Does Nick Swisher Smell Bad Or Something?
You may remember that in both mine and Dave Cameron’s off-season plans, our main “big-splash” acquisition was 1B/OF Nick Swisher. Strangely, though, it seems that many Mariners fans are very sour on the idea of bringing Nick Swisher on board. Brock and Salk have said multiple times since free agency began that they wouldn’t pay Swisher close to $100 million. Commenters on Reddit also seem very opposed to the idea. For one of the most consistent above-average players in the game, this is just baffling. With all the enthusiasm about Josh Hamilton, a player who is far more risky, it doesn’t make sense that nobody likes Nick Swisher.
Since Swisher joined the Yankees in 2009, he’s been worth 15.0 WAR. Hamilton, over the same time span has been worth 18.3 WAR. There seems to be a myth that Hamilton is this amazing superstar, while Nick Swisher is just a slightly above-average player, and that’s just not true. Swisher also offers consistency: his WAR has been between 3.2 and 4.1 the last four seasons. Hamilton offers more upside–his best season was 8.4 WAR–but he’s also more prone to inconsistency; his worst season in this time span was 1.4 WAR.
It’s not like Swisher is just a Yankee stadium hitter, either. As Jeff Sullivan pointed out at Lookout Landing, since joining the Yankees, Swisher’s numbers haven’t been inflated by Yankee stadium; he’s hit .269/.372/.460 at home, and .267/.362/.504 the road. Interesting to see that Swisher has actually hit for a bit more power on the road than at home. You can pretty much expect Swisher to put up a wRC+ of 120 or better, no matter what home park he’s playing in. The idea that Yankee Stadium made Nick Swisher’s numbers is just not true, and if you believe that then you need to do some research before shouting opinions based on nothing more than speculation so loudly.
Another point in Swisher’s favor is his durability.
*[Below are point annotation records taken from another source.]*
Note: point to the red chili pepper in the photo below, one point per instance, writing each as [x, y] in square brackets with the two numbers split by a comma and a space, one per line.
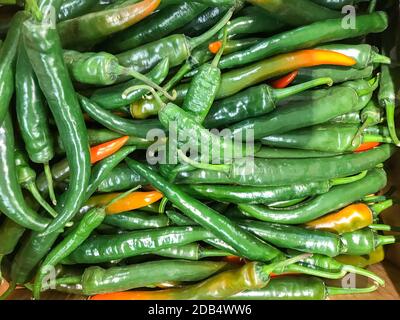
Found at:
[285, 80]
[102, 151]
[367, 146]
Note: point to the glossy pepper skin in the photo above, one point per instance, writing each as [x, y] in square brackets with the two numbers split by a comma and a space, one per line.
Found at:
[177, 48]
[306, 37]
[106, 248]
[32, 112]
[296, 12]
[137, 220]
[45, 53]
[337, 101]
[254, 195]
[220, 286]
[111, 97]
[96, 280]
[8, 55]
[37, 244]
[12, 202]
[158, 26]
[94, 27]
[338, 197]
[327, 138]
[253, 102]
[138, 128]
[222, 227]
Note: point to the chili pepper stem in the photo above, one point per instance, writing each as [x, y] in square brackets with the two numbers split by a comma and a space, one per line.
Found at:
[281, 94]
[32, 7]
[69, 280]
[9, 291]
[218, 56]
[347, 180]
[268, 269]
[204, 166]
[146, 80]
[382, 206]
[195, 42]
[365, 273]
[390, 115]
[333, 291]
[31, 187]
[50, 185]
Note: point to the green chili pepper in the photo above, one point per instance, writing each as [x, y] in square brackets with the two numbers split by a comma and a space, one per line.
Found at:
[306, 37]
[364, 54]
[327, 138]
[297, 288]
[315, 241]
[12, 202]
[387, 99]
[338, 100]
[8, 55]
[177, 48]
[337, 4]
[37, 245]
[296, 12]
[337, 74]
[45, 53]
[338, 197]
[94, 27]
[160, 25]
[10, 234]
[27, 177]
[222, 227]
[203, 21]
[97, 280]
[105, 248]
[111, 98]
[253, 102]
[33, 117]
[254, 195]
[74, 8]
[137, 220]
[138, 128]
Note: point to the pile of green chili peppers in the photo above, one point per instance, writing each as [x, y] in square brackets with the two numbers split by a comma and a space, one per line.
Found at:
[263, 126]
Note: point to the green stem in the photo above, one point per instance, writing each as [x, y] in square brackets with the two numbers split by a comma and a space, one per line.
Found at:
[204, 166]
[32, 7]
[390, 117]
[50, 185]
[146, 80]
[365, 273]
[382, 206]
[218, 56]
[210, 253]
[280, 94]
[376, 138]
[332, 291]
[347, 180]
[315, 272]
[380, 58]
[9, 291]
[69, 280]
[31, 187]
[195, 42]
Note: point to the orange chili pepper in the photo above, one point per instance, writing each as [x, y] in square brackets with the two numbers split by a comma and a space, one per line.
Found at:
[215, 46]
[367, 146]
[133, 201]
[351, 218]
[285, 80]
[101, 151]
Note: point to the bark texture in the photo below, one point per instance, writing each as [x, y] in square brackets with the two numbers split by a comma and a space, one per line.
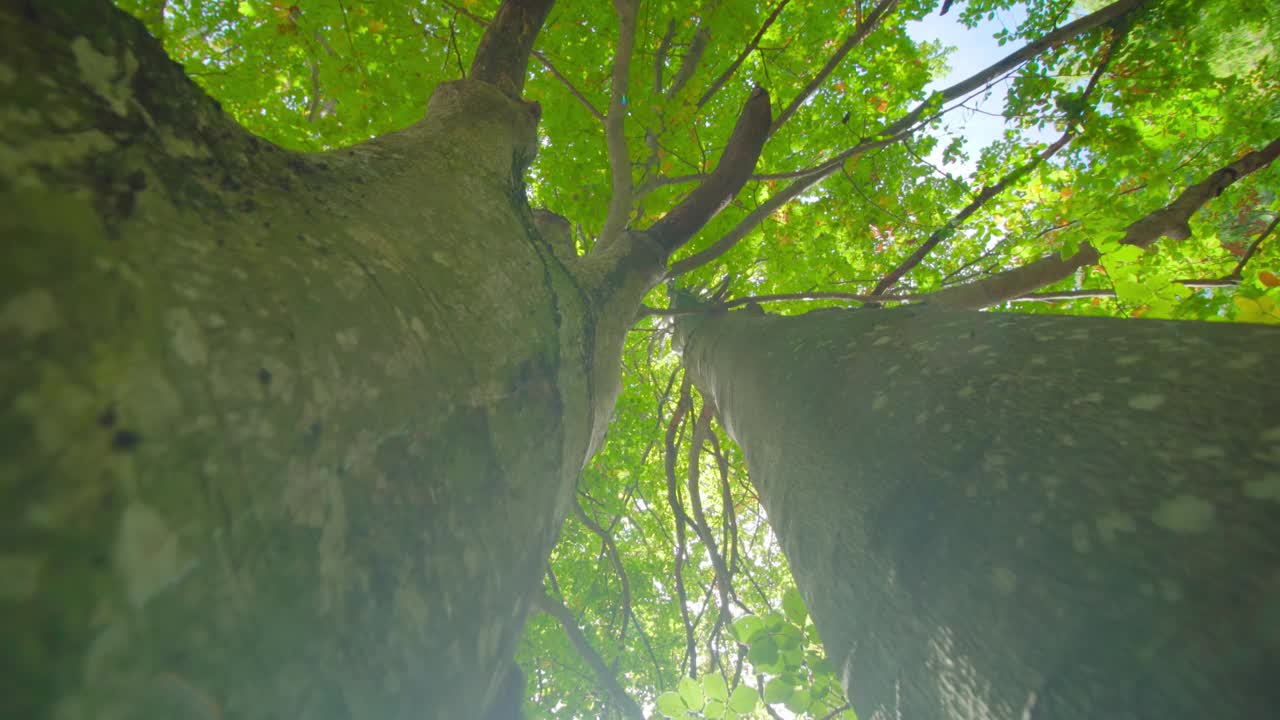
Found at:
[284, 436]
[1004, 516]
Swisher has played in at least 150 games from 2006-2011 (he missed the cut by two games in 2012). You know that Swisher is pretty much going to be able to be in the lineup every day for an entire season, which is not without value. While Hamilton can provide a similar WAR total in fewer games, you then need to have another player who’s not a total disaster to fill in for those games Hamilton will miss. Durability is a skill, an important one, and it’s a skill Swisher has.
Also, Swisher has positional flexibility. As I mentioned yesterday, Hamilton is basically only a left fielder unless you want to give away bunches of runs in center field. Swisher, on the other hand, has been worth +4.5 UZR/150 in right field, +10.6 UZR/150 in left field, and -0.2 UZR/150 at first base. Swisher offers you average or better defense at three positions on the field, which would allow the Mariners the flexibility to acquire a first baseman or an outfielder. Hamilton can only play one position, so it limits the team’s options on other players they can acquire.
It’s not that I’m down on Hamilton. If you told me they’d both sign for a 5-year deal worth $100 million, I’d obviously choose Hamilton. That’s not the point of this article. The point is that Nick Swisher has been almost as good as Hamilton for the last four seasons, is the same age, and offers some attractive skills that Hamilton doesn’t have. Just because Swisher isn’t as flashy doesn’t mean he’s not as valuable. He’s an above-average hitter with power, who is durable, and offers positional flexibility. Why is everyone so down on him? Maybe he doesn’t wear deodorant. He seems like the kind of guy who wouldn’t wear deodorant. Come on Nick, put some deodorant on!